The US surplus may soon strain the country's storage capacity, renewing the slump in oil prices, the International Energy Agency said Friday. Hedge funds and other money managers reduced their net-long position in WTI by 2.5 per cent in the seven days ended March 10, US Commodity Futures Trading Commission data show.

South Korea's S-Oil Corp. tumbled 4.1 per cent and Japan's Inpex Corp. retreated 3.6 per cent. Santos, Australia's No 3 producer, fell 2.1 per cent while BHP Billiton, the world's biggest miner, decreased 0.9 per cent.

Anger over alleged bribes and kickbacks at Brazil's state- run oil producer Petroleo Brasileiro SA brought more than 1 million people to the streets Sunday demanding President Dilma Rousseff's impeachment. The Next Funds Ibovespa Linked Exchange Traded Fund, which tracks Brazilian shares, dropped 1.2 per cent in Tokyo.

Dollar, Won The Bloomberg dollar gauge, which tracks the greenback against 10 major peers, climbed 0.8 per cent on Friday to its highest level in data going back to the end of 2004.

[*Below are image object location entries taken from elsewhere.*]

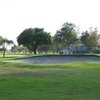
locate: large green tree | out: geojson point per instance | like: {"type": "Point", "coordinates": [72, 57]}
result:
{"type": "Point", "coordinates": [66, 36]}
{"type": "Point", "coordinates": [34, 37]}
{"type": "Point", "coordinates": [3, 43]}
{"type": "Point", "coordinates": [90, 39]}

The won slipped a sixth day, losing 0.5 per cent to 1,135.63 per dollar and touching its weakest level since July 2013. Korea's currency retreated 2.7 percent last week, the most since 2011, as the central bank unexpectedly cut interest rates. Malaysia's ringgit dropped 0.4 per cent to 3.6995 a dollar.

The Australian dollar added 0.1 per cent to 76.45 US cents, after sliding 0.9 per cent on Friday. Minutes of the Reserve Bank of Australia's March 3 meeting, when the key rate was held at 2.25 per cent after a cut in February, are due Tuesday.

Investors raised their bearish bets on the Australian dollar to a record as BlackRock, the world's largest money manager, expects the currency to plunge to levels well below what the RBA prefers. Traders wager there's a 50 per cent change the RBA will reduce borrowing costs again within six months, according to data compiled by Bloomberg from swap contracts.